Puppies, Pizza, and Cheez-Its

Puppies, Pizza, and Cheez-Its

Once a week during contest prep, I make sure to complete an outdoor run that is typically anywhere from 3 to 5 miles. I find that it helps my quads, glutes, and abs to tighten up and become more streamlined. I notice a distinct difference when I stop going for the run, and on the flip side, I notice a distinct difference when I get back on track with the run. It might be because of the cathartic release of emotions I tend to have on the run. It is just me and the pavement, something that I literally get to pound into submission without any adverse effects boomeranging back to me.
 
At the beginning of the route I typically take, there is a long and steadily-sloped hill. It makes starting this endeavor easy because the hill slopes downwards as I make my way out of my apartment complex and down towards a smattering of shops and a housing subdivision with its perfectly manicured lawns and vast array of colorful flowers and plants all equally and spatially arrayed. A usual upper-middle class, Dallas subdivision.
 
As I ran down this hill this past weekend, my ecru Nikes slap slapping the sidewalk while cars rushed by beside me, I realized that the term, “downhill,” is an interesting one in the English language. Like so many words and phrases, “downhill” carries multiple meanings that are actually quite opposite of each other. The act of moving downhill is typically easier than the act of moving uphill. Law of physics. Duh. So when we say, “It’s all downhill from here,” we could be meaning that it’s all a piece of cake. Wait. That’s another phrase I could probably write a paragraph on, especially in my carb-depleted mode at two weeks out from my next show. But I am seemingly distracted. Obviously, the word “cake” to me is like the word “squirrel” to my dog. So back to my point because this paragraph is quickly taking a downturn and going downhill. Which is my point: “It’s all downhill from here” can also mean that everything is going to hell in a handbasket.
 
So which is it? Is downhill easy or is it hard? Is it good or is it bad? It all depends upon the context in which you use it, like most things in life. That is contest prep. Is it good or is it bad? Is it easy or is it hard? Well, that depends. Depends upon the day, the minute, the movement, the mood, the food. There are certainly many phases of emotions and thoughts that a competitor experiences throughout a contest prep. The lengthier the prep, the longer the list of emotions and the more sway from one to the other that a competitor will experience. I have found that if one does not compete, that same one does not understand this phenomenon.
 
For the sake of keeping this blog post from becoming a novella, I will simply discuss one aspect of contest prep: the final 10 to 14 days before a show. They are interesting, to say the least. You’re spacey, dazed, exhausted, crazed. You’re excited and then plighted. One minute you love how you look. The next you’re ready to throw in the towel and say not now. You don’t have cravings, per se. At least I don’t.
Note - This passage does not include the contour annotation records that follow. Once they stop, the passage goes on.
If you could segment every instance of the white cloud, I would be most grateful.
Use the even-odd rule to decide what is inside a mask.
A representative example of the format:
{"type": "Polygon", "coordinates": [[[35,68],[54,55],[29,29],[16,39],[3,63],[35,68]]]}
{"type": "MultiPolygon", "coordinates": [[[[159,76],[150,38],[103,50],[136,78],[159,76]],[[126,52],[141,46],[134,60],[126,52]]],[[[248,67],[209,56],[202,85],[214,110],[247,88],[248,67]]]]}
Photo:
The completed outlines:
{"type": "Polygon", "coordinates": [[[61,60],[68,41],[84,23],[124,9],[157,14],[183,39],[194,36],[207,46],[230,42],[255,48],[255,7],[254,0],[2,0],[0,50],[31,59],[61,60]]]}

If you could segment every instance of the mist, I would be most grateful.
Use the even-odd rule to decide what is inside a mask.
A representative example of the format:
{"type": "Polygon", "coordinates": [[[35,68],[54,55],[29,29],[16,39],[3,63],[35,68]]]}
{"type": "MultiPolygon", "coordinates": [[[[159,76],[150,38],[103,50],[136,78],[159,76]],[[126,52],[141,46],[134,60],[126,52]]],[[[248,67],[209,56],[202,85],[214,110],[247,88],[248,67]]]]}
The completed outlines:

You just see normal food (and by normal food, I mean something as simple as bread and butter or a sandwich or a plum or a slice of pizza) and you start making a whimpering sound. Your face curls into a sad frown. Your mouth begins salivating all over the place. It’s like walking into a pet store to buy your dog a new toy and seeing puppies up for adoption. You haven’t thought about new puppies until this moment when their furry, floppy bodies wriggle about all over each other directly in front of your line of sight. Suddenly, you must go over and pet them, hold them, smell them. You even think of taking one (or three) home to snuggle and be with you forever. But you don’t. You know you can’t. You didn’t want a puppy before you saw the puppies. You have a dog already. So this is just a phase because the puppies are there, in front of your face and under your nose.
 
And yes, I have just compared puppies to pizza proving that I can take any one entity and link it to any other idea or being.
 
It’s also proving that my mind is working, sort of. In spurts. But I will conclude with this thought. So many writers are alcoholics. Or they regularly incorporate a drink or two or five during their writing interludes. As a bodybuilder who also writes, I cannot drink alcohol. I also cannot freely eat. So being creative while being in contest prep is quite interesting and often stalling. My ideal situation is sitting in front of my laptop with a box of Cheez-Its open, with the Donald-Trump-orange squares spilled out onto the glass surface of my dining room table and my orange-crusted fingers flying over the keys of my keyboard. My tummy full. My mind releasing. My cells alive.
 
But I’m starving. Hungry. Famished. Needing nourishment. For food. For words. So as I empty my body of whatever fat stores are left in these final days, I also empty my soul onto the page and find a way to create just like I find a way to lift a weight.
 
Now…leave me be. I am officially off to watch the Game of Thrones finale and eat my four ounces of red potato that I saved for this hour of bliss.